A sus ojos se extendían bosques y praderas, en los que pastaban toda clase de animales, y en el horizonte se dibujaban perfectamente los campanarios de las iglesias, que se elevaban sobre varios caseríos y pueblecitos. Se hallaba contemplando atónito todo esto cuando se presentaron ante él los dos mozos que le habían acompañado hasta la feria, diciéndole que había llegado oportunamente, porque la reina precisaba de los cuidados de un médico. Le condujeron, acto seguido, hasta un maravilloso palacio, en cuyas lujosas habitaciones le introdujeron, haciéndole llegar a presencia de la soberana. La atendió con todo interés y, cuando ya se disponía a marcharse, los dos jóvenes rubios le hicieron entrega de un pañuelo lleno de ceniza, recomendándole que no lo desplegase en tanto no hubiera llegado a su casa. Le advirtieron asimismo que no refiriera a nadie nada de cuanto había visto, ni se diera por enterado, excepto con su familia, de los misterios que encerraba aquel castro. Así lo prometió el cirujano y dispuesto a volver al otro día para seguir atendiendo a la reina en su enfermedad, se dirigió a su casa con paso rápido, No bien transpuso la puerta, sacó del bolsillo el pañuelo, lo desplegó en presencia de su mujer y, en lugar de la ceniza, se encontraron con una buena cantidad de monedas de oro.

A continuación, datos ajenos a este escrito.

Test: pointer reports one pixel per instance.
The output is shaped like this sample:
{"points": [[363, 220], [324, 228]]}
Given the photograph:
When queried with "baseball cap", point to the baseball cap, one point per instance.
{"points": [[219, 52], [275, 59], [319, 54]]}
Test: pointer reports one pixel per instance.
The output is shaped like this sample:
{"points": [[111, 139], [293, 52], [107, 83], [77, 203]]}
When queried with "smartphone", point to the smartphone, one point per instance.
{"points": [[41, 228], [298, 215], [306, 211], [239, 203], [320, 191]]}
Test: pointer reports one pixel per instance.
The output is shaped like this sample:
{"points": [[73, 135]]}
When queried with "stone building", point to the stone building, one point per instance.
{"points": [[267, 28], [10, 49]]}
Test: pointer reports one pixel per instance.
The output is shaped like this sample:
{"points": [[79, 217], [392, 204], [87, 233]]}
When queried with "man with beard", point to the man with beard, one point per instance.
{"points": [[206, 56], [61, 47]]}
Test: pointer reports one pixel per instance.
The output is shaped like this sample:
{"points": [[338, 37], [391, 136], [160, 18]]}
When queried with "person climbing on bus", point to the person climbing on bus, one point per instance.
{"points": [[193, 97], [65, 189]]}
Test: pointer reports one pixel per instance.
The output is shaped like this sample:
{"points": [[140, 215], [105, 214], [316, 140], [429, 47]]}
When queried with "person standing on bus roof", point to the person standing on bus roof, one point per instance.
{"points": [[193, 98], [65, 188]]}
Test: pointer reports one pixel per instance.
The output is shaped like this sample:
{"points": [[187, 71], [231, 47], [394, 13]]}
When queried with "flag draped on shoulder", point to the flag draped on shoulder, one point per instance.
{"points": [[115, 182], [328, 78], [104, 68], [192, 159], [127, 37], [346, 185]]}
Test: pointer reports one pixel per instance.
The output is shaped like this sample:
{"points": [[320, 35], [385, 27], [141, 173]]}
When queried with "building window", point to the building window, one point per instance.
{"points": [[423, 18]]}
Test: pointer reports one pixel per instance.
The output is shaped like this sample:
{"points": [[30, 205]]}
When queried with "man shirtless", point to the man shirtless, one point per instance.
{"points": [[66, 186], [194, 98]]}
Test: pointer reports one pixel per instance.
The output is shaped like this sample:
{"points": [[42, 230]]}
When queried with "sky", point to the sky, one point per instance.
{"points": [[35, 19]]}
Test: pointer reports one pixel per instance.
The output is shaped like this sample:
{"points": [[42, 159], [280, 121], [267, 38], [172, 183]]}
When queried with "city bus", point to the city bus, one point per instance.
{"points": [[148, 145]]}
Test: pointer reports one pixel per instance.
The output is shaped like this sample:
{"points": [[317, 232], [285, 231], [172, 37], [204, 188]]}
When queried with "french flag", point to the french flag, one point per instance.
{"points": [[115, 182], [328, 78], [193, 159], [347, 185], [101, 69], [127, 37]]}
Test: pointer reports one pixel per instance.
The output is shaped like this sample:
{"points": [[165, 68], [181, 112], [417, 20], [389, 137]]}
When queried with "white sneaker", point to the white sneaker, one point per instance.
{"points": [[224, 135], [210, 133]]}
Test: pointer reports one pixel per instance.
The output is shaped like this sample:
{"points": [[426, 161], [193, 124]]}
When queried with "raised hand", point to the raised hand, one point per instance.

Durmió feliz aquella noche el bondadoso médico, y a la tarde siguiente volvió al castro, para visitar a la reina. Como pago a sus servicios, le fue entregado de nuevo otro pañuelo lleno de ceniza, la cual, una vez llegado a su casa, se transformó también en monedas de oro. Así transcurrieron los días durante la larga enfermedad de la reina, enriqueciéndose el médico de tal manera, que su cambio de vida y de carácter llegaron a provocar la curiosidad general. Un día, al fin, fueron interrogados con tal insistencia, que el afortunado matrimonio, ardiendo en deseos de confesar aquel secreto a alguien, refirió con todo género de detalles la larga aventura desde el día de la feria. Uno de los vecinos, entonces, tras escuchar el fantástico relato, y atraído por él, se prestó a acompañarle aquella noche hasta el castro para verle entrar. Marcharon los dos a la hora en que el cirujano acostumbraba hacer su visita a la reina; pero al tocar con su caña la roca, ésta, por primera vez, no se conmovió.
Comprendiendo entonces el hombre que había hecho mal en atraer hasta allí a una persona extraña, regresó con él hasta el pueblo, y volvió solo a probar suerte. Esta vez la roca giró, y pudo introducirse en su interior; pero no halló en esta ocasión los rostros complacientes de sus amigos, sino sólo gestos graves de desaprobación. Los dos jóvenes rubios, en vez de conducirle cortésmente, como siempre, hasta las habitaciones de la reina, le llevaron a su presencia como prisionero, para que ella pronunciara la pena de muerte, que, dentro de su código, constituía el castigo destinado a los violadores de secretos. La reina, no obstante, agradecida por los servicios del médico, que le habían devuelto la salud, quiso perdonarle la vida y conmutarle la pena por otra, dándole a escoger entre quedar ciego, sordomudo o totalmente calvo.
El atemorizado cirujano eligió esto último y, no bien lo hubo aceptado, fue despedido de allí sin la menor cortesía. Cuando la roca se cerró tras él, una ráfaga de aire sopló sobre su cabeza con una fuerza extraordinaria y le dejó sin un solo cabello.
Esto le sirvió al buen hombre de lección, y dicen que en adelante él y su mujer fueron más conocidos por su discreción que por su cuantiosa fortuna.